The concept of virtual nodes

Hummel-2 can be viewed as a cluster consisting of virtual nodes (not to be confused with virtual machines). Each virtual node has 8 CPU cores which share the same L3 data cache. The batch system always allocates full virtual nodes. Besides 8 CPU cores each virtual node has in the

std partition: 32 GB RAM,
big partition: 96 GB RAM,
gpu partition: 144 GB RAM and 1 NVIDIA H100 80 GB GPU.

Unfortunately, the batch system does know the concept of a virtual node. Hence, the unit virtual node can not be used to request resources from the batch system.
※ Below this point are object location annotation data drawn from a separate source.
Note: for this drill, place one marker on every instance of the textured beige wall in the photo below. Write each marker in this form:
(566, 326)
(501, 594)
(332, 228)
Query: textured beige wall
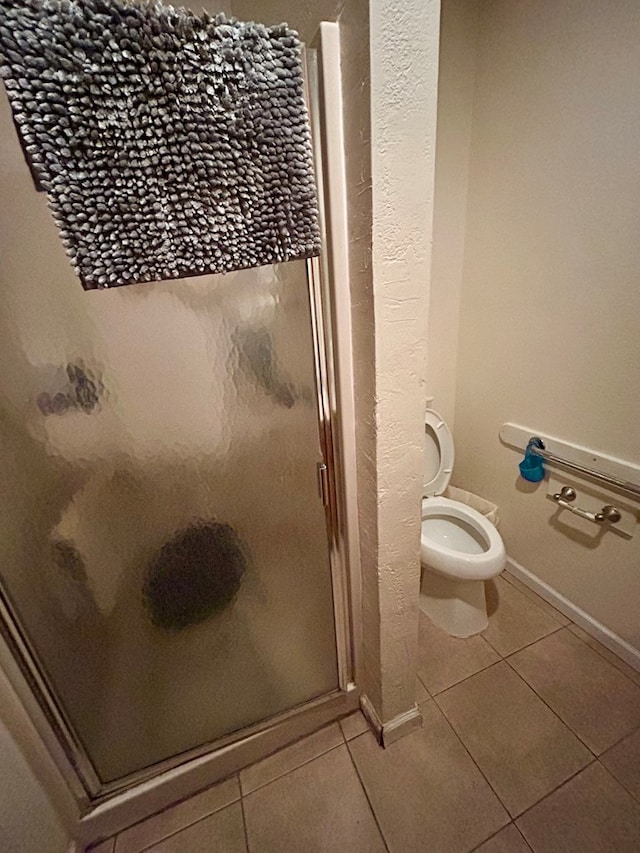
(404, 70)
(456, 86)
(391, 130)
(550, 322)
In practice the number of virtual nodes a batch job gets allocated is determined by the requested number of CPU cores or GPUs, respectively:

std partition

For single-node jobs the number of virtual nodes is determined by the number of CPU cores requested:

number of virtual nodes = ceiling(--ntasks × --cpus-per-task / 8)
Full nodes (192 cores) can be requested.
Multi-node jobs must use full nodes throughout (must specify --exclusive).

big partition

Only full nodes (192 cores) can be requested.

gpu partition

The number of virtual nodes is given by the --gpus parameter.

All partitions

A memory parameter (like --mem) must never be used.

Job sizes

std and big partitions

Hummel-2 is designed to run parallel programs. The goal is that each job uses at least half of the number of cores requested or half of the RAM (implicitly) requested.
Single-core tasks should be packed and executed in parallel in order to achieve that goal. This process is called trivial parallelization. On Hummel-2 it can easily accomplished with the
- RRZ tool jobber.
The majority of jobs will fit into a single node.
Multi-node jobs must use full nodes.

gpu partition

Single-GPU jobs are expected to be dominant.
Multi-GPU jobs are possible. A multi-GPU job will be scheduled onto a single node.

Job runtimes

Runtimes should be hours, not minutes. In order to obtain reasonable runtimes short tasks can (like small tasks) be packed with the
- RRZ tool jobber.
Very long runtimes (days) should be avoided by splitting jobs if this is possible.

Accounts

In order to achieve a fair distribution of computing time the fairshare algorithm is employed, see:

In the fair tree account subtrees were introduced per partition. The consequence is that users who are allowed to use more than one partition must specify --account in addition to --partition. The account names are:

WorkingGroupName_std
WorkingGroupName_big
WorkingGroupName_gpu

File systems and log files

In batch jobs

the /home file system is readonly,
the /usw file system is readonly.

Also log files cannot be written there. If you submit jobs from $HOME or $USW a log filename including an absolute path must be specified with --output=, i.e. the first character following --output= must be a slash (/).

Temporary/scratch files

All directories mentioned in this section will be automatically created by the batch system and automatically deleted at job end.

Each job can use directories /tmp and /dev/shm. Both are virtual file systems that are both kept in memory, i.e. a job can run out-of-memory if to much data is written there.
$RRZ_GLOBAL_TMPDIR is a directory in the /beegfs file system.

Job reports

Users should check whether their batch jobs use resources efficiently. This can be coomplished with the RRZ tool rrz-batch-jobreport.